The confusion around the true direction the Canadiens are taking brings me back to thoughts about how business organizations function. As a professional sports franchise operating within an increasingly complex and competitive marketplace, not only within but outside of hockey, maybe it is time for the Canadiens to step away from its overtly traditional way of operating the team.

Many teams in the NHL have adopted a corporate structure where there are separate responsibilities for a president and a general manager. An environment where hockey decisions are not under the sole unfettered responsibility of the general manager creates clearer lines of accountability. For example, the Los Angeles Kings have Luc Robitaille and Rob Blake who occupy those respective roles. The Washington Capitals, Toronto Maple Leafs and others have similar variations in the overall approach of these responsibilities. The concept is being touted more openly in the media as well, more recently by Brendan Kelly (from, “What the Puck: Canadiens need to prioritize playoffs over payoffs” – Montreal Gazette – 12/09/2019).

This is not meant to be critical of the role Geoff Molson has with the team. It can be argued that in the current big business context that is now professional sports, there needs to be clear accountability and a team ethos that is unambiguous throughout the organization. As owner, president and chief executive officer of not only the Canadiens but also the Bell Centre and Evenko, an entertainment subsidiary part of the overall Groupe CH organization, Molson cannot be expected to have his finger on the pulse of every aspect or opportunity in the NHL no matter how well-intentioned and capable he is as a successful business person.

Geoff Molson
Geoff Molson will need to update the Canadiens’ corporate structure if it wants to succeed in the modern-day NHL. (Bob DeChiara-USA TODAY Sports)

The modern NHL is driven by sophisticated player analytics, cutting-edge marketing approaches and fan-centric social media strategies that require dedicated experts to make the team a successful business enterprise.

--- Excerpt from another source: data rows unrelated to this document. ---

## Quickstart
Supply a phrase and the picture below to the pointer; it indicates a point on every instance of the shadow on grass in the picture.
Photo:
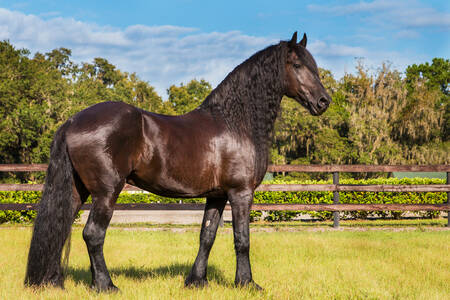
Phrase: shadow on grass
(83, 276)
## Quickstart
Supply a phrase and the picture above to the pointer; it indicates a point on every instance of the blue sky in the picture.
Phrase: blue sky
(169, 42)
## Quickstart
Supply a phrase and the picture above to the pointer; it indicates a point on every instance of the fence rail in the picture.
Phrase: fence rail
(336, 207)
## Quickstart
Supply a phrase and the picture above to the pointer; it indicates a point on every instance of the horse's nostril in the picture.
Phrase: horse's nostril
(323, 102)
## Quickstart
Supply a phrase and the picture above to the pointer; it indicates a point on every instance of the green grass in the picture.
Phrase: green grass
(301, 264)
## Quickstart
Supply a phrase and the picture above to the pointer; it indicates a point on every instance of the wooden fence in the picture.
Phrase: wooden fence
(335, 188)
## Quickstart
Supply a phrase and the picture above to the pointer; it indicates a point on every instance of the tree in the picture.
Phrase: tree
(187, 97)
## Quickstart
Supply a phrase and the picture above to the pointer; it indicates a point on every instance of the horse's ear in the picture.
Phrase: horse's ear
(303, 41)
(293, 41)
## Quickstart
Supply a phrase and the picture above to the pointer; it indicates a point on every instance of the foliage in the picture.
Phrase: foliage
(379, 117)
(185, 98)
(276, 198)
(350, 198)
(22, 216)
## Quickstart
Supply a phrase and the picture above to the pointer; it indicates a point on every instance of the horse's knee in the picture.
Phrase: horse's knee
(242, 245)
(93, 235)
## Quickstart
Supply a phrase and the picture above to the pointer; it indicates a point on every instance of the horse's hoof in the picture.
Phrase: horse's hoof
(195, 282)
(110, 288)
(250, 284)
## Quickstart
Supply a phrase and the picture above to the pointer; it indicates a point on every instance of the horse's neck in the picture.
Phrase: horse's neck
(247, 103)
(249, 106)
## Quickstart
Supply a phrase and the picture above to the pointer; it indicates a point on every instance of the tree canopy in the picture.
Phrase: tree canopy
(381, 117)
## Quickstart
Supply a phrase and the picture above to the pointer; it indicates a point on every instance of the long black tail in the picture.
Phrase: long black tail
(54, 218)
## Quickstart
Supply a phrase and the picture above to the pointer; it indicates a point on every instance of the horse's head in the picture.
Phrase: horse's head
(302, 78)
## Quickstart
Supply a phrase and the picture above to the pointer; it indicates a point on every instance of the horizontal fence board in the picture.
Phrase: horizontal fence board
(304, 207)
(23, 167)
(283, 168)
(358, 168)
(288, 188)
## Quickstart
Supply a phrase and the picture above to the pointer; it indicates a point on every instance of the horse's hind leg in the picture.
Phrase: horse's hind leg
(241, 202)
(211, 219)
(94, 235)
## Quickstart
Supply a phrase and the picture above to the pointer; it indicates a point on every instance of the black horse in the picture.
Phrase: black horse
(218, 151)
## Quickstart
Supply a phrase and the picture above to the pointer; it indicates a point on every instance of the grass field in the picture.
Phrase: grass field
(298, 264)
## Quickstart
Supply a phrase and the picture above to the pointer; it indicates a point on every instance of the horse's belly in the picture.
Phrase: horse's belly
(183, 185)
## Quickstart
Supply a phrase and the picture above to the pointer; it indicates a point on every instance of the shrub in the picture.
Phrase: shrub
(275, 197)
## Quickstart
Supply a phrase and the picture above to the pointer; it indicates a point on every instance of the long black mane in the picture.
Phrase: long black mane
(248, 99)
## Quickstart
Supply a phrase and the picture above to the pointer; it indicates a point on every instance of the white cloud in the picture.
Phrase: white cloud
(403, 14)
(166, 55)
(162, 55)
(321, 48)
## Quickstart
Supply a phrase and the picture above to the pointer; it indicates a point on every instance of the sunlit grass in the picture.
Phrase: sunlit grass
(289, 265)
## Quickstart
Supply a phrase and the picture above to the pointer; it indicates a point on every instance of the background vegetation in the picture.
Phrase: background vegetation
(378, 116)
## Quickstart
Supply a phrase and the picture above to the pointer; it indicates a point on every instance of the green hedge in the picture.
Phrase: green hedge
(275, 197)
(349, 198)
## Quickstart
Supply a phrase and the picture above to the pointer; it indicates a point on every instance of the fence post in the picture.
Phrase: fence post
(448, 200)
(335, 200)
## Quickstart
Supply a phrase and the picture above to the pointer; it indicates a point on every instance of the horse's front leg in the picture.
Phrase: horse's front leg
(241, 202)
(211, 218)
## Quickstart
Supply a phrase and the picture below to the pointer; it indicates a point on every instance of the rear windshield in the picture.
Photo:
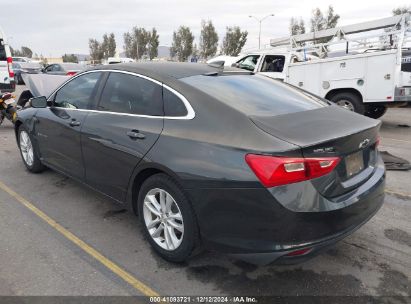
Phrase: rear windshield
(255, 94)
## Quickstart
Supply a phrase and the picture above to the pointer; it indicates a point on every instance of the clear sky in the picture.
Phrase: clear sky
(55, 27)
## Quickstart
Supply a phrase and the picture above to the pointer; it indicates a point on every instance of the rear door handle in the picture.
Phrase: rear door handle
(74, 123)
(135, 134)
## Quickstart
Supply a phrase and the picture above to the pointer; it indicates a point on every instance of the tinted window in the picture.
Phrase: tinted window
(173, 105)
(3, 55)
(126, 93)
(78, 93)
(255, 95)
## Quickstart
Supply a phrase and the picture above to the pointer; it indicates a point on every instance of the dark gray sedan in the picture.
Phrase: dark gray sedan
(210, 158)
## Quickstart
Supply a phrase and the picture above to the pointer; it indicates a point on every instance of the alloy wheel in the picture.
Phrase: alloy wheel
(163, 219)
(26, 148)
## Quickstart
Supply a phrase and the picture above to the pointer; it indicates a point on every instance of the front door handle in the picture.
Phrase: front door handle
(135, 134)
(74, 123)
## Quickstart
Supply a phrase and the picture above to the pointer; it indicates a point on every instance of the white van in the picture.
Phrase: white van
(7, 83)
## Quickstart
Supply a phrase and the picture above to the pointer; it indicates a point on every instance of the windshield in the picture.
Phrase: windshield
(255, 94)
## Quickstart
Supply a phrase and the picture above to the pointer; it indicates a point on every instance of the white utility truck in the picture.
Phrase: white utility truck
(363, 67)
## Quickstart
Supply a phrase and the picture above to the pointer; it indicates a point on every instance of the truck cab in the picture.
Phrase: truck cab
(7, 83)
(363, 74)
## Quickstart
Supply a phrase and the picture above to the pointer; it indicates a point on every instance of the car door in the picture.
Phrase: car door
(58, 126)
(115, 138)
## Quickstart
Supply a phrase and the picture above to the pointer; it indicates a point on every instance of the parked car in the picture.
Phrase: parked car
(25, 67)
(67, 69)
(237, 162)
(7, 83)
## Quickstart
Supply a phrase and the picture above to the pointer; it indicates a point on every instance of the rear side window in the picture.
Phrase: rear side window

Similarly, hockey decisions need to be made by hockey experts and insiders who have the knowledge and experience as well as the contacts and the credibility to approach anyone in the league in an effort to make the team a contender on a regular basis.

What Is the Game Plan?

It might be increasingly and painfully obvious that there is more required than a proverbial reset to get the Canadiens back on the road to becoming a top-of-class franchise in the NHL. Debates about players, draft picks and line combinations will be as eternal to the discussions surrounding the team as the high-volume tirades on radio talk shows.

The Canadiens have two wins in their last three games. Others who are less optimistic say the team has two wins in its last 11 games. Both assessments are correct, it’s a matter of perspective. Knowing clearly what the team is trying to accomplish in the short, medium and long term allows one to match expectations with reality, no matter how one interprets the numbers. It is imperative that the team be upfront with everyone as to its objectives and strategies. In business as in professional sports, clarity is key. It is now time for the Canadiens to enter a new age of forthright disclosure with its fanbase.